The protests have lasted for three weeks and although the attention by the media has reduced, the number of participants is increasing daily.
One protester, Stathis, told New Matilda he has been coming to the daily gatherings every evening to listen to what people are saying and is ready to protest until the Government finally responds to the needs of the citizens, even if that means that he will have to protest for years.
"This movement is great! Finally we have become a united ‘we’," he said. "Even though the odds are against us, we need to believe that our action can make a difference in the end, it is crucial."
The movement has found a way to unite the nation: every evening at 8pm at public squares across the country there are open foruums where anyone can express their opinion. Each Sunday protesters gather in the main cities and walk together in a mass march.

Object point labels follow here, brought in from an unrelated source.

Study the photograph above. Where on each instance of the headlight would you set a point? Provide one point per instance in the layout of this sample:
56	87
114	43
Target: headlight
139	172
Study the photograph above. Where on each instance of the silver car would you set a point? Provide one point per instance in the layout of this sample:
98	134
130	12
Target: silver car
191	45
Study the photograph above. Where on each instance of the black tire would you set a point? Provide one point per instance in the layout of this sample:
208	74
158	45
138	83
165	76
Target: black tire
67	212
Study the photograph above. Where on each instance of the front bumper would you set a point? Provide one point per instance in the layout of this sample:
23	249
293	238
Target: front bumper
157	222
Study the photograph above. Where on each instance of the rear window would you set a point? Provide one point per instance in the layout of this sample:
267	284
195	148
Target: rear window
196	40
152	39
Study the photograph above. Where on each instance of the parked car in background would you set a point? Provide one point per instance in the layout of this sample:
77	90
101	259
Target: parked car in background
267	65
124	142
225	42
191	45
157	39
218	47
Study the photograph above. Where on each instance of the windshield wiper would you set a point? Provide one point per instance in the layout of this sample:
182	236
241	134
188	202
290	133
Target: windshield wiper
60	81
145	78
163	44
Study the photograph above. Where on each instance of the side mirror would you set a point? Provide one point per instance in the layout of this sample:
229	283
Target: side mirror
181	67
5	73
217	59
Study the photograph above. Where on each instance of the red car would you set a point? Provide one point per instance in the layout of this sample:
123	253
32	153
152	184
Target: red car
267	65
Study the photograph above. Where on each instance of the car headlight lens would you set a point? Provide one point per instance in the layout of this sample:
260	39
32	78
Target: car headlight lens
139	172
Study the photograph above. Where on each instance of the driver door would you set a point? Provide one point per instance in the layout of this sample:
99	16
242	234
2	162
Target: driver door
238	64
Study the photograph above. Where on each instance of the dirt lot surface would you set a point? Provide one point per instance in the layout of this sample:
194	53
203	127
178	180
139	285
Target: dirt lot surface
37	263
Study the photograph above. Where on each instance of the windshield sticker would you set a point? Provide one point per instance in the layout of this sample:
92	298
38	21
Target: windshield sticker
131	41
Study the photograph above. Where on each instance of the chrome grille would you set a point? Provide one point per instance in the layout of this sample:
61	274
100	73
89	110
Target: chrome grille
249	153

"Every Sunday more and more people come and join us in this march. Last week there were over 10,000 people in Athens and 3,000 people in Thessaloniki" said another protester, Dimitra, who has been joining the march every Sunday.
In front of the White Tower — the symbol of Thessaloniki — the organisation that supports disabled people, AMEA, have joined the protesters. They have created a special line so that people in wheelchairs can have easier access to the daily public speeches.
According to Dmitra, disabled Greek citizens are the ones who have been hit the hardest by government cuts.
"Unfortunately the Government is making life even harder as it already is for the people with disabilities. They have cut all the benefits and payments as well as funding for the organisations and educational institutions that work with disabled persons. They have now also decided to close down the one and only school in the whole country for blind people," she told New Matilda.
This weekend Opposition leader Antonis Samaras and Prime Minister Papandreou will meet the protesters in front of the White Tower, where it will become clear whether this latest government reshuffle is enough to appease tens of thousands of angry Greek citizens.